A discussion of data-driven methods is incomplete without a discussion of data ethics surrounding the data that is being used. This is of particular importance when it concerns health data and decisions that can possibly affect human subjects. Moreover, COVID-19 being a global pandemic, the sheer scale of decisions and the number of lives that can be affected by the analysis of data is quite imposing. A long list of applications of data derived both in real-time and of historical nature was proposed by several national and private institutions and was, in some cases, used for surveillance of the citizens or to make decisions on who can have the privilege of mobility while others be quarantined. Basing decisions of such gravity requires that the entire decision-making process, including the data that a decision might be derived from should be subject to strict ethical standards and there should be a clear understanding of the source, structure, and implications of the data being used.
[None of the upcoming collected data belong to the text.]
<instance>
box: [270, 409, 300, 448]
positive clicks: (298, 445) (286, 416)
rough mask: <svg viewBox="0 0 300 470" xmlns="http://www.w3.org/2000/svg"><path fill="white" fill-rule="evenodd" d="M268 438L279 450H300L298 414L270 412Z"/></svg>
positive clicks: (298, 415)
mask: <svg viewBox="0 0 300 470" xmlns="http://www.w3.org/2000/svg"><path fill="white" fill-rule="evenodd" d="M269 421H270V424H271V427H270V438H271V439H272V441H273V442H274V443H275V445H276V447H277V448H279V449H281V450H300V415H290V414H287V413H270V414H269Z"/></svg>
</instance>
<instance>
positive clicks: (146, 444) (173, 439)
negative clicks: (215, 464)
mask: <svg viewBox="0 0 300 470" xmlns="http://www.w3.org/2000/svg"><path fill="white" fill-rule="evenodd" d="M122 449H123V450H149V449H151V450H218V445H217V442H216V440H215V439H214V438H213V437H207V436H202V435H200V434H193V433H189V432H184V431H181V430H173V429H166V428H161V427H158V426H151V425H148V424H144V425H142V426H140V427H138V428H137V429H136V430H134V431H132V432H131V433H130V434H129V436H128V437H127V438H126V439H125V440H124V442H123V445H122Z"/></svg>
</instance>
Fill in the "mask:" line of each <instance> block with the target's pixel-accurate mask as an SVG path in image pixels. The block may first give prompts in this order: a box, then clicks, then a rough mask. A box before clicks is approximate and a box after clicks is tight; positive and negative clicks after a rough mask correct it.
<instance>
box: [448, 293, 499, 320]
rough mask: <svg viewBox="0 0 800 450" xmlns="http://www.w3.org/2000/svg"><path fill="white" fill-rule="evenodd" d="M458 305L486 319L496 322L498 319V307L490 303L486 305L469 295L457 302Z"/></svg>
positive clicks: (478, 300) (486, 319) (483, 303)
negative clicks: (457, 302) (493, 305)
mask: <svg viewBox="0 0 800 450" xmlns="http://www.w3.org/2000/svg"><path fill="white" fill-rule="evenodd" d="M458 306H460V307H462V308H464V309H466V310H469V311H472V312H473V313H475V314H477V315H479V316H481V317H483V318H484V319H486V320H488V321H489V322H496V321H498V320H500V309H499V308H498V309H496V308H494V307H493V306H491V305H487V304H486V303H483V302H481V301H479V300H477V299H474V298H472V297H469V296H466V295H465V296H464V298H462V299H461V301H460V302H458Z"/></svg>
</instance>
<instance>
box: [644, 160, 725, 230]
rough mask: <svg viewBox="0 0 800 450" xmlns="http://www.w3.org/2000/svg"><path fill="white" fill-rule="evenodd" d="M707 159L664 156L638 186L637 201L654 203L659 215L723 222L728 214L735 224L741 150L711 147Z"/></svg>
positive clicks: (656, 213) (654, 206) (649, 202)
The fears of the nationwide government sponsored surveillance were ignited even in the USA and in the European nations with the proposal of voluntary automated contact tracing [34, 100,101,102]. Even in Germany, where the acceptance of the “Corona-Warn” app was one of the highest in Europe, several psychological factors stacked up against its population wide acceptance [103]. Without large acceptance, voluntary automated contact tracing was bound to fail [3]. In India the uptake of the contact tracing app was about 13% only leading to its complete failure [103]. This proves how clearly defining the bounds of ethics in collecting and distributing data, be it centralized or decentralized, is of prime importance if a digital decision instrument driven by data is to be considered for population wide distribution.

The implementation of data ethics should begin at the initiation of the design of any analysis. Even the choice of data and the design of the analysis can lead to conclusions that are possibly unethical when taking fairness and equity into consideration. Often the choice of variables is limited by the analysis and the scope of data discovery leading to biases in the data and an oversimplification of the conclusions that can be drawn from the analysis [48]. The design of a study is further complicated when addressing studies related to minorities in the population. Beyond the potential hurdle of having insufficient data, or an elevated hesitance to participate in studies seen amongst the minorities population, the dangers of misjudged conclusions adversely affecting the already vulnerable part of the population, or the danger of affecting them in the process of collecting the data) is a risk that should be assessed with great care [104,105,106].

Given the nature of this fallibility of data, methods that are primarily data driven inherit the biases that might exist in the data leading to an inevitable lack of fairness and equity in the decisions that are made using these methods. All data-driven analyses, however explainable they might be, required intervention to ascertain whether any biases have percolated from the data to the decision. Moreover, as the complexity of the analysis increases, the trust in the methods used decreases due to a lack of apparent transparency and explainability of the methods used due either to their mathematical complexity or the disconnect between the structure of the model and the variables as in a neural network. This invariably leads to a lack of trust in the decisions made by what is perceived as a ‘black-box’. In the recent past, questioning biases in machine learning methods and implementing a path to fairness has become a subject matter of research in a rapidly growing community [107]. Nowhere is this more important that in the domain of public health and healthcare. Hence, policy decisions, guidelines, and mandates should be set to ascertain that AI algorithms and models are built with fairness and equity as they are used as guiding principles.